Michael Woolfolk, senior currency strategist at Bank of New York Mellon, says the dollar’s recent rebound will peter out early this year.
The greenback dropped to a 14-month low in November, but has since bounced back amid signs of economic recovery in the United States and anticipation of an interest rate hike by the Federal Reserve.
Woolfolk told Bloomberg the dollar may rise for another couple weeks, thanks to seasonal factors.
Then comes the decline
“The bad news is that until the Fed begins its process of normalizing interest rates, there are just too many factors weighing against the dollar for it to have any hope of a cyclical rebound.”
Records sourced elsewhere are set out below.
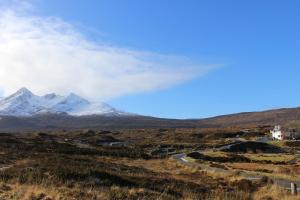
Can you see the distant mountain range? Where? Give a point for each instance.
(25, 103)
(26, 111)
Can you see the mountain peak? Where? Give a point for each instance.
(25, 103)
(24, 90)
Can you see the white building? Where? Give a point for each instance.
(277, 133)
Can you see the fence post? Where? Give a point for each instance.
(294, 189)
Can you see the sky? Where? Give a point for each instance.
(164, 58)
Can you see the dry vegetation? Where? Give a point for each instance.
(76, 165)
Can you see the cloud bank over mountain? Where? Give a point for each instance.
(48, 54)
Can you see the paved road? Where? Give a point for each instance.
(280, 182)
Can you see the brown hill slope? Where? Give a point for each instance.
(289, 117)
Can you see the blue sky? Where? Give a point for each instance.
(256, 45)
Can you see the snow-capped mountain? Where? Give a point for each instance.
(25, 103)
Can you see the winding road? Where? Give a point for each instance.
(284, 183)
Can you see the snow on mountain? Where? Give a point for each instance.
(25, 103)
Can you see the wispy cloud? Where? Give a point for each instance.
(48, 54)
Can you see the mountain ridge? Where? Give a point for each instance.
(25, 103)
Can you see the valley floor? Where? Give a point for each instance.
(134, 164)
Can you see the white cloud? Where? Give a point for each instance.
(49, 54)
But a rate increase could come sooner than people think, he says.
“Once we get toward the end of the first quarter, I think the Fed is in a very good position to signal their intent to begin normalizing interest rates.”
So at that point the greenback can rally once more.
Solid U.S. economic growth will also help the dollar at that point, Woolfolk says.
“We’re going to see a return to the old normal economic growth, rather than the new normal of half growth.”
Others say a sustained U.S. economic rebound will ultimately help the dollar as well.
“Fundamental factors will be more favorable for the dollar" in 2010, Vassili Serebriakov, a currency strategist at Wells Fargo, told CNBC.